Ulf. Mehr oder minder täglich Privatkram.

Held der Hauswirtschaft XI: Red Snapper.

Kategorie: KuliNarrisch

Red Snapper im Ofen, Kameralinse beschlagen.Heute mußte er entengültig daran glauben, wenn auch nur zur Hälfte: In der Mittagspause durfte ich die Küche privat nutzen, wie mir unsere Hauswirtschaftsmeisterin netterweise erlaubt hatte. Sie vertraut mir insofern, als daß sie weiß, daß ich weiß, wie man womit umgeht. So holte ich aus dem Wohnbereichskühlschrank die erste Hälfte des armen Tierchens, dessen brunoesker Dackelblick gestern sprechte: „Nimm mich mit! Laß' mich nicht zurück!“ - Wie im Tierheim!

Die andere Hälfte, ebenfalls deutlich mehr als ein Kilo schwer, wartet noch im Gefrierfach auf ihr Ende. Früher habe ich ja immer wie ein Irrer (sic!) gewürzt. Mittlerweile mäßige ich mich sehr und nutze sowohl von der Anzahl als auch von der Menge her weniger als ehedemst. Denn wenn ich derart teures Zeug erwerbe, dann will ich ja davon etwas haben und nicht von dem ganzen Gewürzekram.

Nun denn: Das Grundgesetz des Fischgerichtens hieß einst „säubern, säuern, salzen!“ - eigentlich befolge ich es auch, nur weniger heftig als früher. Hochwertiger Fischleichen Geschmack braucht man nicht mehr derart entgammeln, mangels Gammel. Von einem bißken jedoch profitiert das Tier posthum.

Säubern:
Ich spüle alles gründlich ab, was ich verarbeite. Karl-Heinz, wie ich den Red Snapper getauft hatte, verlangte aber nach mehr als nur einer kalten Dusche. Er hatte offenbar noch nie von „Head and Shoulders“ oder „Crisan“ gehört, jedenfalls mußte ich ihn vor der Dusche noch von seinen Schuppen befreien. Mit ein wenig Übung und einem vernünftigen Messer ist das allerdings kein Problem. Ein paar Restgräten und ausgefranste Stellen entfernte ich noch. Eine erste Idee, ihm die Haut abzuziehen verwarf ich wieder.
Alles sauberspülen, abtrocken, soweit das Säubern.

Säuern:
Ich hatte gestern noch einige Rosmarinzweige erworben.
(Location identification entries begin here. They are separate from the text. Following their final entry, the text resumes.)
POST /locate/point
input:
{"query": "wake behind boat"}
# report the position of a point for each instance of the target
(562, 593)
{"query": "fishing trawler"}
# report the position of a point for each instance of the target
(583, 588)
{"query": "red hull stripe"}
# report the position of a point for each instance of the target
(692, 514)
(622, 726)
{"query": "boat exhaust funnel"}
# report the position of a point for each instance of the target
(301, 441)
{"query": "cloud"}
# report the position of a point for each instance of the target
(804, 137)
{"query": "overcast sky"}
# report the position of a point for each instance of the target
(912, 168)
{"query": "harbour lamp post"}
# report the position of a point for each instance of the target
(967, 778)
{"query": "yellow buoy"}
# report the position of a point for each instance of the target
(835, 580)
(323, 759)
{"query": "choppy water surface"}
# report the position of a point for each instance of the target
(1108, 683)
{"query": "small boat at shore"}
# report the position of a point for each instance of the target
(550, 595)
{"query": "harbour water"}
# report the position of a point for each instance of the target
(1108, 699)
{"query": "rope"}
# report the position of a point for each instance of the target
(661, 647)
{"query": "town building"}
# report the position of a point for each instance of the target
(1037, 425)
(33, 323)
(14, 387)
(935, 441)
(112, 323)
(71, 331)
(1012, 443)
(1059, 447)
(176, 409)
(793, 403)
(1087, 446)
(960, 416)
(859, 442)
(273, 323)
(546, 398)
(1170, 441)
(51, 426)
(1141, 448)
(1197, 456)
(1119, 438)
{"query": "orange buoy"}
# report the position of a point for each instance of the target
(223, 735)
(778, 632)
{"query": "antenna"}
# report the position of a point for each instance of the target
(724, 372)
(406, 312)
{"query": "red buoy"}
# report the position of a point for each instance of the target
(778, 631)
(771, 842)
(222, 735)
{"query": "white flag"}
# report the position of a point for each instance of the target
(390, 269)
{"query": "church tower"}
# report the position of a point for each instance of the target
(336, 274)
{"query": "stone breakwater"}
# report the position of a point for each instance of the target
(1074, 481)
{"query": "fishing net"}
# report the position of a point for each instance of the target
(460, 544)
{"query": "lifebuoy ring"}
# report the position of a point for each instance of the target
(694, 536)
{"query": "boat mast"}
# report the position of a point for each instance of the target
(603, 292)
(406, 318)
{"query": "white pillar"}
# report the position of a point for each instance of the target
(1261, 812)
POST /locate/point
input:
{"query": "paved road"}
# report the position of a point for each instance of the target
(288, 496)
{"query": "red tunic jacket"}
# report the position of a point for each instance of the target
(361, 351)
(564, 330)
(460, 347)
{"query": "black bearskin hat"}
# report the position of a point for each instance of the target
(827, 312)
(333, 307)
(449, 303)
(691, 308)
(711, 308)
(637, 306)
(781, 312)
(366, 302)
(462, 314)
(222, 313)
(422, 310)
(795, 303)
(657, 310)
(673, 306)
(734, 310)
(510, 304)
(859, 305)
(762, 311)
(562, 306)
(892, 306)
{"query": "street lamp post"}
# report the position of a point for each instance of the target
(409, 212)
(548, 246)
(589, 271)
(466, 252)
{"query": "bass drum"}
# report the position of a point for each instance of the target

Ein intensives Kraut, welches den Fisch nicht erschlagen sollte! Ein paar davon hatte ich in Olivenöl gelegt, daß auch dieses etwas Duft abbekäme. Dazu kamen -von wegen säuern- einige Spritzer Limette. Nicht zu viel! Wir machen Red Snapper, nicht Limette mit Fisch!
Diese Mixtur pinselte ich mit den Zweiglein auf den toten Schnappfisch drauf, der sich mittlerweile aufgebockt auf weitere Rosmarienzweige mit der Haut nach unten auf einem öligen Backblech befindisierte. Die Pinsel obenauf gelegt, (fast) fertig.

Salzen:
Ich nahm Salz und Pfeffer, aber nur sehr, sehr wenig. Der Fisch schmeckt ja selbst genug! und ab in den Ofen.
Ich hätte zwar einen Hauch von Knoblauch eingebracht, aber A. ist allergisch dagegen. Vielleicht war das auch besser.

Dieser Brocken brauchte seine Zeit, bei 150° oder 160° eine gute halbe Stunde, um gerade richtig durch zu sein. Perfekt! Bei dem Kawenzmann hatten wir vorneherein Beilagen ausgeplant. Zudem brauchten wir Verstärkung. Vernichtungshilfe bekamen wir von N., der Freundin von A., und von M., mit der ich relativ viel herumhänge.

Nein, ich habe nicht toll gekocht. Diesmal nicht. Diesmal war es der Fisch selbst. Ich habe ihm nur ein wenig geholfen.